I see now that it is not a fallacy. I couldn’t quite put my finger on it before, so I hedged and referred to it as “fallacy/reasoning”, in case one term was more right than the other
I realize that my initial example was incomplete. It did not account for a variable effect of pollution depending on existing environmental levels, ie. being above or below “pollution harm thresholds”. As has been pointed out, Person A willing to drive when pollution levels are low, and NOT willing to drive when pollution levels are high, is being inconsistent IF their primary argument for whether or not to drive is based on their absolute emissions contribution (otherwise, if they were anti-emissions, they would just never drive). Therefore, if Person A is consistent in their policy, there must be a deeper argument as to why they’re willing to drive in certain scenarios; yes to driving when environment is below threshold, no to driving when environment is above threshold (or some other unnamed reason). That was my missing link.
My original motivation for asking is because I’ve been recently questioning whether I’d follow my current policies, in different variations of our current world. I play around with different variables to see what has a large influence on my outlook.
The above example is an extension of the thought - “What would I do with my car if I relocated to NYC? It’s so polluted there already…”
More examples - I’m just blabbing on about my thoughts now:
“If I was going to get another dog today, I would adopt one from a shelter. But, what if we lived in a world where there was ONLY one shelter dog per state (due to responsible pet owners/breeders), instead of the thousands, like now?” - Would I base my decision on:
- Absolutes: “A dog saved is a dog saved, so yes, I’d still adopt from the shelter”)
- Relative to the situation, #1: “Sheltered dogs aren’t so much of a problem, so I will not adopt from the shelter, and I will buy a dog from a breeder instead. Besides, chances are high that someone else might adopt the lone dog”

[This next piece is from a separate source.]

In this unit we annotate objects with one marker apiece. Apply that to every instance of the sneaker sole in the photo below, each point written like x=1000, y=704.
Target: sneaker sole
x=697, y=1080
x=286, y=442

- Relative to the situation, #2: “If I adopt this dog, I can reduce the number of homeless dogs by 100%, so heck yes I will!”
I do the same thing with:
- Voting (all sorts: political, as a shareholder, at work, etc.) Should I? My one vote seems so insignificant. At what population would I consider my vote significantly influential so that I would vote nearly 100% of the time?
- Eating meat. How poorly/inhumane would animals have to be raised/harvested for me to stop eating meat? How do I feel about the effects on the environment? Would it even make a difference if I stopped?